Yaklaşık 6-7 hafta önce kerpiçlerden tarihlendirme yapmak için Ankara Üniversitesi Nükleer Bilimler Enstitüsü uzman ekibinin kazı alanına geldiğini anlatan Maner, şunları kaydetti:

"O gün köşeye güneş düştüğü vakitte duvarlarda el izleri gördüm. Daha sonra uzman restoratörlerimiz Aleyna Yaşar ve Ayla Gül ile o alanlarda çalışmalara başladık. Sıvama izlerini yeniden rekonstrüksiyon etmeye çalıştık. Bunlar çok heyecan verici çünkü eski Asur ticaret koloni dönemi dediğimiz dönem, Türkiye'de 10'dan az kazıda çıkmaktadır. Dolayısıyla buradaki örnekler ünik ve münferit, o dönemdeki sıvama hareketlerinin günümüzdeki sıvama hareketleriyle aynı olduğunu gördük. El izlerinin ve sıvama izlerinin çoğunu sergilenmesi için müzeye verdik. 2-3 tanesini de burada alanda konsolide edip ziyaretçilerin görmesi için bıraktık."

Maner, sıvama izlerinin yapıların mimarisi ve nasıl yapıldığı hakkında da ciddi bilgiler sunduğuna işaret ederek, "Sıvaların birkaç kat olduğunu fark ettik. Ayrıca bir el izinin katını kaldırdıktan sonra da tekrar altında el izlerinin olduğunu fark ettik.

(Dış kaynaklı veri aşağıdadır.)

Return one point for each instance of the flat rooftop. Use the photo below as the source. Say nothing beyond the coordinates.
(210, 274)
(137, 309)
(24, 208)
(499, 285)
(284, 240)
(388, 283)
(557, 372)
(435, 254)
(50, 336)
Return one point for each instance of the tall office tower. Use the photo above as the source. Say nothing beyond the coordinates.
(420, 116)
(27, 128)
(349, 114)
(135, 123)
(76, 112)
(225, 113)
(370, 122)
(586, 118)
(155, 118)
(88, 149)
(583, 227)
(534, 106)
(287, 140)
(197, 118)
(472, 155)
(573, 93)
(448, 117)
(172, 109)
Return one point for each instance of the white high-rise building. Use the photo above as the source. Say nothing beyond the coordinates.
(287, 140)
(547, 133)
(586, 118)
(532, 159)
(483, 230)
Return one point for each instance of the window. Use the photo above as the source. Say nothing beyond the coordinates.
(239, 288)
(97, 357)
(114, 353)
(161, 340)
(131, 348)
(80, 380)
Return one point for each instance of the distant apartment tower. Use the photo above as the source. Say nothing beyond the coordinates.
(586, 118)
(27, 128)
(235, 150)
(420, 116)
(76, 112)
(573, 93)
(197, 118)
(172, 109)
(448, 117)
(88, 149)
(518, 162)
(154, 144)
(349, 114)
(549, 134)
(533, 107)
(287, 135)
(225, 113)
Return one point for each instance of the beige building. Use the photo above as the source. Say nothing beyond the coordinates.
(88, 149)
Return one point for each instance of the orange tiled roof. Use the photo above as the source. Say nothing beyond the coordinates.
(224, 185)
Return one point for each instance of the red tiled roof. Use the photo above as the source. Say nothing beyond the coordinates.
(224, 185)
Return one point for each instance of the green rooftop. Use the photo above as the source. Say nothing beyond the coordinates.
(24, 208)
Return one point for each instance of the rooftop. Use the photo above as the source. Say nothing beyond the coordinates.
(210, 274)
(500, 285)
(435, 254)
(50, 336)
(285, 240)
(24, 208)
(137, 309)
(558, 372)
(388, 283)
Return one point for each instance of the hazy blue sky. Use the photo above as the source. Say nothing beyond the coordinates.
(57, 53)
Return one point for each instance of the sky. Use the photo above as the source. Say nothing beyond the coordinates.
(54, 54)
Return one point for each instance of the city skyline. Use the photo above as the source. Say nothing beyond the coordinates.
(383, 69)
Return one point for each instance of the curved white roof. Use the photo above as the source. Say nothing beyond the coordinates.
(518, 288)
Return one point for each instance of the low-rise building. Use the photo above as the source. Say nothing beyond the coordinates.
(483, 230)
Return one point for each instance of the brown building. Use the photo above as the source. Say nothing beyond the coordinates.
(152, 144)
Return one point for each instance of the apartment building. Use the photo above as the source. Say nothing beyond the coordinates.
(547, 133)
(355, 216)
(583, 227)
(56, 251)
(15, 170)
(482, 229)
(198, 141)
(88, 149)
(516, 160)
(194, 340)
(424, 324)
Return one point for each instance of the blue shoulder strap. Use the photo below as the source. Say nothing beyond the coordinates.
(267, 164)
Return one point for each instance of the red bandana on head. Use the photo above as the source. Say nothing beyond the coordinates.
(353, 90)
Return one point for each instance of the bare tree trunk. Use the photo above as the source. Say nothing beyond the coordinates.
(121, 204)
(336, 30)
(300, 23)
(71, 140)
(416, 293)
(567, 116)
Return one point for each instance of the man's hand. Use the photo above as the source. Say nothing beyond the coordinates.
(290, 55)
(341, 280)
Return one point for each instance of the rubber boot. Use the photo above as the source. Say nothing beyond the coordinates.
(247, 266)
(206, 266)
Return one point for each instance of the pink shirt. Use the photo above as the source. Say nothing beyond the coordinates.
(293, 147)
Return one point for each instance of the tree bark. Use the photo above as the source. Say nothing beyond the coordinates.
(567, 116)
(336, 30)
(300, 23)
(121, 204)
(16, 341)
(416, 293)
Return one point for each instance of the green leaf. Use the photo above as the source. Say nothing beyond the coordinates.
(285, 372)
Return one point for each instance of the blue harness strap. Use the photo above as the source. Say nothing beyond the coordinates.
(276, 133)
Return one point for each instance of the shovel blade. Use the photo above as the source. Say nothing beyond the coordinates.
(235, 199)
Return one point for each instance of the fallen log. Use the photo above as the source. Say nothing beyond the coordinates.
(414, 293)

Günümüzde de birçok köy evinde hala sıvama izleri duvarlarda görülmektedir." diye konuştu.

Anadolu'da Neolotik Çağ'dan itibaren el baskılarının olduğunu ifade eden Maner, bunun uğur, nazar ya da ailenin simgesi olarak kullanıldığını dile getirdi.

"8 el baskısı ve sıvama izi var"

Maner, sıvaların yapıların harç analizi ve nasıl bir mimariye sahip olduğuyla ilgili bilgiler verdiğini söyledi.

Sıvaları kaldırdıklarında kireç tabakalara rastladıklarını, o dönemlerde de bugün olduğu gibi kirecin evlere akrep, böcek gibi haşerelerin girmesini önlemek amacıyla kullanılmış olabileceğini aktaran Doç. Dr. Maner, şöyle devam etti:

"El izlerinin Türkiye'de o döneme ait tek olduğunu söyleyebiliriz. Dolayısıyla ziyaretçilerin buraya gelmesini ümit ediyoruz. Ziyaretçiler 3 bin 900 yıl evvel yaşamış insanların el izlerini görebilir. 8 el baskısı ve sıvama izleri var. Sıvama işlemini çömelerek ve tutunarak yaptıklarını anlıyoruz. Dolayısıyla mekanda bütün sıvama hareketlerini anlayıp yeniden canlandırabiliyoruz. Bu da bize o dönemi ve insanları daha yakın hale getiriyor. Arkeoloji çok soyut bir meslek, kalıntılardan medeniyetleri yeniden canlandırmaya çalışıyoruz. Bu tip buluntular ülkemize hayırlı olsun, kültür mirasımız için çok değerli bir katkı."

"Burası Karum merkezleriyle bağlantı içerisindeydi"

Koloni Çağı döneminde Acem Höyük, Kültepe, Hattuşa gibi yerlerin büyük ticaret merkezleri olduğu bilgisini paylaşan Maner, "Bir tanesi de burada Kızılırmak kenarında Kayalıpınar. O dönemde Karum Samuha olarak bilinen bir yerdi. Ayrıca nehir ticaretiyle de zenginleşen tüccarların yaşadığı bir merkezdi. Dolayısıyla burada aslında varlıklı insanların yaşadığını varsayabiliriz. Evler büyük, duvarlar kalın ve bu izler bize o dönemdeki insanlar hakkında ciddi bilgiler veriyor. Kültepe, Hattuşa, Acem Höyük gibi önemli Karum merkezleriyle bağlantı içerisindeydi burası." ifadesini kullandı.

"Büyüklüğü itibarıyla el izinin erkeğe ait olduğunu tahmin ediyoruz"

Kazı alanında görevli uzman restoratör Aleyna Yaşar da rastladıkları el izlerine ilişkin bilgi verdi.

İzleri ilk etapta konsolide edip kaldırmayı planladıklarını belirten Yaşar, "İç kısımda kalan cephemizi güney ve doğu duvarı olarak isimlendirdik. Bunlarda 8 kaldırma işlemi gerçekleştirdik. Bunlar yüzeyde gökkuşağı buluntusu şeklinde sıvama hareketi yapılarak yapılmış izler. Sıva yapan kişinin elinin açılma izlerini keşfettik. Buluntulardan bir kısmını ise kazı deposuna kaldırılıp konsolide işlemi yaptık. Bulunan el izinin büyüklüğü itibariyle erkeğe ait olduğunu tahmin ediyoruz." şeklinde konuştu.